In an interview with Bloomberg, Sen. Olympia Snowe (R-ME) rejected the public option. "A public option at the forefront really does put the government in a disproportionate position with respect to the industry," she said. Snowe also indicated that health reform may not be completed by the end of this year.

Defense contractors are lobbying Sen. Dan Inouye (D-HI) to strip Sen. Al Franken's (D-MN) anti-rape amendment from the defense appropriations bill. The amendment would withhold defense funding from companies barring their employees from taking sexual abuse cases to court. "The defense contractors have been storming [Inouye's] office," said one source.

The Senate voted 68 to 29 yesterday to "extend new federal protections to people who are victims of violent crime because of their sex or sexual orientation." The hate crimes measure, "attached to an essential military-spending bill," now needs the signature of President Obama, who has said he will sign it.

A House committee yesterday approved the creation of the new Consumer Financial Protection Agency. The agency "would have the power to write new consumer protection rules for a host of activities involving loans or credit and would have the ability to ban products and business practices that it determined were 'unfair, deceptive or abusive.'"

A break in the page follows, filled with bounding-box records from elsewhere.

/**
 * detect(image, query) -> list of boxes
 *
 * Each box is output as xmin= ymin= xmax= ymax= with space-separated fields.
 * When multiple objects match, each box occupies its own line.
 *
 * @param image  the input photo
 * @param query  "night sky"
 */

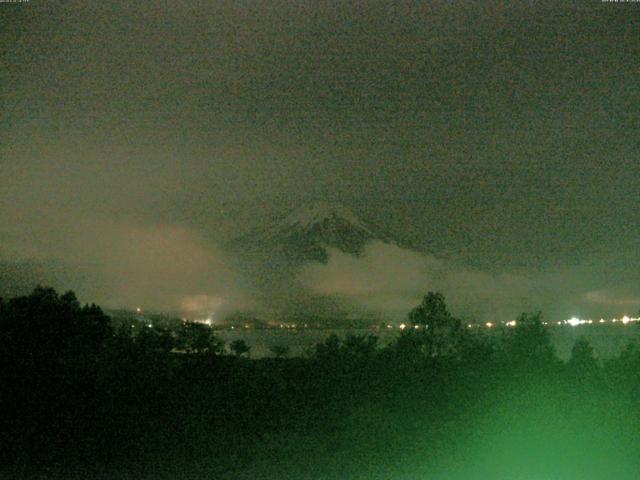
xmin=0 ymin=0 xmax=640 ymax=319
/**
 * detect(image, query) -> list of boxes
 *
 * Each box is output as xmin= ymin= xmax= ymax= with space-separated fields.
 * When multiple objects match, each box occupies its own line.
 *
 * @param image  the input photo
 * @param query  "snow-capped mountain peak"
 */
xmin=278 ymin=202 xmax=373 ymax=236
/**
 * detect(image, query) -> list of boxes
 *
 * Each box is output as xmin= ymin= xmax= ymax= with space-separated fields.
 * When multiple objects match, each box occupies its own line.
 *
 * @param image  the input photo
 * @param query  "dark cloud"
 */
xmin=0 ymin=1 xmax=640 ymax=315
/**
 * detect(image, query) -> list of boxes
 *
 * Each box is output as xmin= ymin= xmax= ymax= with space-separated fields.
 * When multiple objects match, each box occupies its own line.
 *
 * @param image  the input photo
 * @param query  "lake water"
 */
xmin=216 ymin=324 xmax=640 ymax=360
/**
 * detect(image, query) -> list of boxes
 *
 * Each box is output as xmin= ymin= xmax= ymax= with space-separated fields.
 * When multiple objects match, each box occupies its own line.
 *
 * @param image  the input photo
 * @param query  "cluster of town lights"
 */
xmin=396 ymin=315 xmax=640 ymax=330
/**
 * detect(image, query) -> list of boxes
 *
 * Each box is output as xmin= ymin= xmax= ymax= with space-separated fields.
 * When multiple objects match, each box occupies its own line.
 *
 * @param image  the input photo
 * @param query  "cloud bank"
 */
xmin=299 ymin=242 xmax=546 ymax=320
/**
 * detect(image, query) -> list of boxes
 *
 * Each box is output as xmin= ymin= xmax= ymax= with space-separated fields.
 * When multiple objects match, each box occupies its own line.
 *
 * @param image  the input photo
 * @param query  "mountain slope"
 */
xmin=235 ymin=203 xmax=390 ymax=266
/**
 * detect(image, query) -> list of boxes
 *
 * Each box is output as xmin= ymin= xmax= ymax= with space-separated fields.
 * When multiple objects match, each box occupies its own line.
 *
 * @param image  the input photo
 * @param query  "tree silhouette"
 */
xmin=0 ymin=286 xmax=112 ymax=362
xmin=229 ymin=339 xmax=251 ymax=357
xmin=269 ymin=345 xmax=290 ymax=358
xmin=504 ymin=311 xmax=555 ymax=368
xmin=569 ymin=337 xmax=598 ymax=374
xmin=404 ymin=292 xmax=463 ymax=357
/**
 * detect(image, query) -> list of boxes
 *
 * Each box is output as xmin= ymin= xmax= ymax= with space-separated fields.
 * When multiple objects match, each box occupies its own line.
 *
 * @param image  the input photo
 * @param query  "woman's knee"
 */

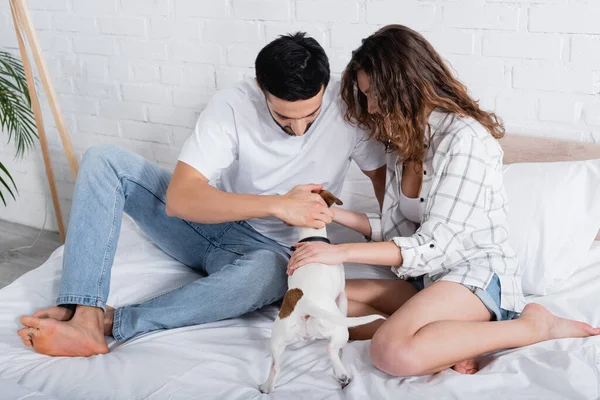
xmin=371 ymin=329 xmax=424 ymax=376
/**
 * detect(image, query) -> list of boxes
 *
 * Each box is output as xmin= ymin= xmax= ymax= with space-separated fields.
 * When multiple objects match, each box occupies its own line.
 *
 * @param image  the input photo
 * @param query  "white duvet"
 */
xmin=0 ymin=184 xmax=600 ymax=400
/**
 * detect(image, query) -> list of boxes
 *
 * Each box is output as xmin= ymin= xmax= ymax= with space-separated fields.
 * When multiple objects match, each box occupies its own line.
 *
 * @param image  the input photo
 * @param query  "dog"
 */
xmin=260 ymin=190 xmax=385 ymax=393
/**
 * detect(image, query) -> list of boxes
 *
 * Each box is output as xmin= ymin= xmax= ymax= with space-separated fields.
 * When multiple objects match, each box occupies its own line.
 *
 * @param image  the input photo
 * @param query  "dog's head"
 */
xmin=313 ymin=190 xmax=344 ymax=207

Fifty-seven percent of Americans believe in global warming, a number that has decreased 20 points in three years. Center for American Progress Action Fund Fellow Matt Yglesias attributes the decline to successful campaigns by right-wing leaders to bring Republican voters in line with their own warped beliefs.

WellPoint, one of the nation's largest health insurers, lashed out at congressional health care reform efforts Thursday with a new report claiming that health care legislation will increase premiums across the country. "This is akin to the tobacco companies commissioning another study claiming nicotine isn't addictive and cigarettes don't cause cancer," said one adviser to the Senate Finance Committee.

Iranian and Israeli negotiators attended a conference on nuclear disarmament last month in Egypt, "but Iranian officials Thursday denied news reports that the two archenemies engaged in direct dialogue at the meeting amid conflicting accounts of heated exchanges."

And finally: Rep. Anthony Weiner (D-NY) had a "very serious interview on health care reform" on C-SPAN's Washington Journal program yesterday. But toward the end, he tried to "lighten things up a bit" and said to host Paul Orgel, "I love Washington Journal. I always wonder, as you host, if you're wearing any pants under there." Weiner then "leaned forward a bit to check, noting, 'and I want to make it very clear, Paul is wearing pants.'" "Definitely. We all do," said Orgel.



BLOG WATCH

The human cost of the military offensive in Waziristan.

Israel hawks gone wild.

Lamenting the drug industry's political clout.

Is white collar crime the cause of the recession?

The netroots push back on escalating the war in Afghanistan.

Analyzing the Glenn Beck phenomenon.

Is the right-wing's anti-ACORN crusade unconstitutional?

Michelle Malkin gets forgetful.
 

DAILY GRILL

"I could have taken that tack, but I thought it was not the right thing to do and I think it's mostly because it's really unproductive, it feels un-American, and it's not inspiring."
-- Former Bush press secretary Dana Perino, 10/22/09, disparaging the Obama White House's criticism of Fox News

VERSUS

"The reason that we sent the letter yesterday is because we had gotten fed up with the way that the President's policies are being mischaracterized, or the situations on the ground weren't being accurately reflected in the reporting. We had complained before. And it just reached a boiling point."